'A living testimony of the heights to which a woman can rise’: Sarojini Naidu, Cissie Gool and the Politics of Women’s Leadership in South Africa in the 1920s

21 Aug 2013

A leading force in the Indian National Congress, Sarojini Naidu arrived in Johannesburg, South Africa, at the end of February 1924 after receiving an invitation to support South African Indian political organisations in their struggle against the Class Areas Bill. Intending to leave South Africa after two weeks, Naidu remained for several months. In this paper we explore Naidu’s relationship with ‘the Joan of Arc of District Six’, Cissie Gool. We suggest that Naidu’s visit was significant for South African women’s political histories in general and Gool’s in particular.
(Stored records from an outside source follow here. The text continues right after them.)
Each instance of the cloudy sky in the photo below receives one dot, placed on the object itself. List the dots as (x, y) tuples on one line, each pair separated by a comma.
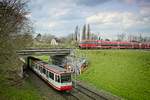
[(106, 17)]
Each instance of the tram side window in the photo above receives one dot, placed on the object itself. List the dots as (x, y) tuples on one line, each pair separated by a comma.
[(66, 78), (44, 71), (41, 69), (51, 75), (57, 78)]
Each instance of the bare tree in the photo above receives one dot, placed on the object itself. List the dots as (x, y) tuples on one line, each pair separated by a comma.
[(88, 32), (84, 33), (13, 30), (76, 33)]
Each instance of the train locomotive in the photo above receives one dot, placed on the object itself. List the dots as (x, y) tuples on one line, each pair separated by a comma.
[(101, 44), (57, 77)]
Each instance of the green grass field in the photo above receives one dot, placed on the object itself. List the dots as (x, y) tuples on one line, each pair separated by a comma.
[(125, 73), (27, 91)]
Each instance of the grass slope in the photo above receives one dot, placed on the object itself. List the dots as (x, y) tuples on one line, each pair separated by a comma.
[(125, 73), (27, 91)]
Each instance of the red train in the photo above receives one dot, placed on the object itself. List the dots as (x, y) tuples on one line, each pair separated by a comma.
[(112, 44), (55, 76)]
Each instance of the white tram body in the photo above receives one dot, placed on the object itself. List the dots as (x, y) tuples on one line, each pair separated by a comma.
[(54, 75)]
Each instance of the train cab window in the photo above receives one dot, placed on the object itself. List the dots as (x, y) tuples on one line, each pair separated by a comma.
[(44, 71), (57, 78), (51, 75), (65, 78), (41, 69)]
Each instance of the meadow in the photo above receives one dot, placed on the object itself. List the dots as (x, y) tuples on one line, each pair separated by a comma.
[(125, 73)]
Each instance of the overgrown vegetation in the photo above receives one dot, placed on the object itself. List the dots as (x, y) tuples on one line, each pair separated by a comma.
[(122, 72), (15, 34)]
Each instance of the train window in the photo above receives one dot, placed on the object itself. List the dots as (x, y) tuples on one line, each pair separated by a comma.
[(44, 71), (65, 78), (41, 69), (51, 75), (47, 73), (57, 78)]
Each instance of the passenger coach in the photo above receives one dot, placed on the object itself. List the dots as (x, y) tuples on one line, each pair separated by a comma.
[(54, 75)]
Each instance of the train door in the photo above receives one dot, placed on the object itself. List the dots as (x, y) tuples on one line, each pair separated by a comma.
[(57, 80)]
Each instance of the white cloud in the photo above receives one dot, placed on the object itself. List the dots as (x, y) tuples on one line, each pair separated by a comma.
[(122, 20), (46, 24)]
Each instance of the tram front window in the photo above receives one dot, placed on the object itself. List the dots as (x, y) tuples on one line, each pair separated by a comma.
[(65, 78)]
Insisting that women be respected as political activists, Naidu’s visit redefined the place of women, not only as participants in politics, but also as leaders. She provided a role model for women, such as Gool, who might otherwise not have imagined it possible to exercise power and authority within South Africa’s profoundly patriarchal political mainstream. Against the broader context of South African women’s activism Sarojini Naidu’s South African visit expands our vision to encompass the doubly marginal: women acting at the margins of women’s political history and at the margins of patriarchal politics - and further marginalised within the historiographies of each.